A lucky immigrant, but far from home

Finding opportunities that her home country could not give her, despite her qualifications, has been a success savoured by this Spaniard. Although, she has not forgotten her dream of returning home to establish herself in Spain some day.


   Noelia Ceballos


Two years ago Andrea arrived in London, a city that she had been in love with since she was a young girl. Like many Spaniards she had to leave Spain to find a life somewhere else. She forms part of a lucky group who have found work in industry related to their qualifications.

Living in the English capital is a dream come true for Andrea. She made the journey with her partner, and she hasn’t regretted this step for a single moment. She was sure: “I had to leave Spain to move forward in my career.” After achieving her goal, she arrived to become Director of Events and Marketing at the Crowne Plaza. Working in the tourism industry, and time at City University London, helped her into the position she has now. This woman from Barcelona has shown her appreciation for this city: “If there is opportunity somewhere… it is in London.”

The enthusiasm that Andrea expresses also hides a little of her disappointment in the reasons that led her to immigrate.

She acknowledges that she felt “pushed” to leave Spain “because of a lack of opportunities for young people.” She is one of the people criticising the  government’s handling of the crisis: “I feel that things are not being done well in Spain. I don’t feel that anything has been planned for the future”.

She shares her disillusion of “seeing how every day more young people, and now not so young people, are immigrating in search of opportunity, searching to show how prepared we are.”

There is anger in her words, particularly about politicians “they call us aventureros [adventurers]”, in an allusion to the expression that the Ministry of Employment uses to refer to these young people.

While the economic situation continues in a difficult recession, Andrea admits that she will continue to go “where there are better personal and professional opportunities. But I want to think that my future will be in Spain, with my people and my family”. At the moment, life for the Spaniard continues peacefully in a city that fascinates her, and where she has found herself a place within British society. She recognises “I have been very lucky to work with English people.” She also dedicates part of her time playing in a basketball team in the National League.

Another of her hobbies is simply to enjoy walking and experiencing the surprises on the streets of London.

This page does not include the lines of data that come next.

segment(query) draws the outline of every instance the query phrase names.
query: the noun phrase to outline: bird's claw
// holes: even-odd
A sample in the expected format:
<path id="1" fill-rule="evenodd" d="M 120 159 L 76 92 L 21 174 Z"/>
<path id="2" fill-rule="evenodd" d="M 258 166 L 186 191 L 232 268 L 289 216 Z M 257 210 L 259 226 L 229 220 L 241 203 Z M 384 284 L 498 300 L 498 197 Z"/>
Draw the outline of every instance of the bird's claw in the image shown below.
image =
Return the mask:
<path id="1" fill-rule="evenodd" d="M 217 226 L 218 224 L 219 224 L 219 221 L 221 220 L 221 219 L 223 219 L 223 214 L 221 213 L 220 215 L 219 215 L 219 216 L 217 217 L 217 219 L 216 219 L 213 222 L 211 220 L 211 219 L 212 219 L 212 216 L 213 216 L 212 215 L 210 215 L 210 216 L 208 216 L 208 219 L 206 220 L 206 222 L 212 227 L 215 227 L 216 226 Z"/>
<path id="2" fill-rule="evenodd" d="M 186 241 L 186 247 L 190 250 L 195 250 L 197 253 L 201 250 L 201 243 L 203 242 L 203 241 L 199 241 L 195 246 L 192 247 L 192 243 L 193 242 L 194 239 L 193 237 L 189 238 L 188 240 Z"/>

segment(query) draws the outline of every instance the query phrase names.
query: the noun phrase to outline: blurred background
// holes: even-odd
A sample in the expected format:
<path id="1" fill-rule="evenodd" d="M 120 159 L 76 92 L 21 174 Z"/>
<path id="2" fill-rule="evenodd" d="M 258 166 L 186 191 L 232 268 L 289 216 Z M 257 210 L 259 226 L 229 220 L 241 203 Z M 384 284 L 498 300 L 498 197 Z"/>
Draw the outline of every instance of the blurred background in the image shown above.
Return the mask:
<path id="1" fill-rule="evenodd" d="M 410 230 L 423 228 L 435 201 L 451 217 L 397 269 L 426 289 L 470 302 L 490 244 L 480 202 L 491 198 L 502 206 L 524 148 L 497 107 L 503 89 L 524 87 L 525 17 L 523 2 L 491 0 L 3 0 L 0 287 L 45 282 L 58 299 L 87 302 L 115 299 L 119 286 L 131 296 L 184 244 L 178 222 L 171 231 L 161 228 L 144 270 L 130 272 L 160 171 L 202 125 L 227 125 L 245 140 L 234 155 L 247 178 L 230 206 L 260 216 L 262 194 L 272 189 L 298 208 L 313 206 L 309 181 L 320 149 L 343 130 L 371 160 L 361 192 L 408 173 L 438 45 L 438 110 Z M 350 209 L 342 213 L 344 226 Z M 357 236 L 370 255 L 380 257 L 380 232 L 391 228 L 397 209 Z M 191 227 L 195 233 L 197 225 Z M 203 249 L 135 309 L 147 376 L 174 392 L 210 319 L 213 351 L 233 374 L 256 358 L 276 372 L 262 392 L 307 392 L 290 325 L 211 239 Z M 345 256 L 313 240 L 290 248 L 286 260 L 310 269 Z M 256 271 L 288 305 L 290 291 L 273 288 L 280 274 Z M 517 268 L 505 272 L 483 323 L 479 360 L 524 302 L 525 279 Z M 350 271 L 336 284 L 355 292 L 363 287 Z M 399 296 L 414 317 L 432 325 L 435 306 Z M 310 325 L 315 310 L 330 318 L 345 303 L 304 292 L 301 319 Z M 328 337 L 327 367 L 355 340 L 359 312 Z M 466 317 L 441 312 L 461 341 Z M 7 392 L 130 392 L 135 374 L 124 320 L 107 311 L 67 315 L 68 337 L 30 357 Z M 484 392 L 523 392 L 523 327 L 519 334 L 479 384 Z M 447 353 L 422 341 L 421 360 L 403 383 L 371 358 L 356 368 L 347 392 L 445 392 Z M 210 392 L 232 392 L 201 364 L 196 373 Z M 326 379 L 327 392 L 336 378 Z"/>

“I start walking at Regent Street and find myself getting lost in all the side streets, losing track of time while I think, I make plans for my future or simply disconnect with the world sitting in one of the  many cafés in Soho.”

Andrea recalls that it was not easy in the beginning. But she remembers it with a smile, “especially the first job interviews”.

Her stay in London has changed her way of life. “It has opened my mind a thousand times. I have left behind my many quirks and prejudices and have learned to appreciate what I have much more and to live for every minute.”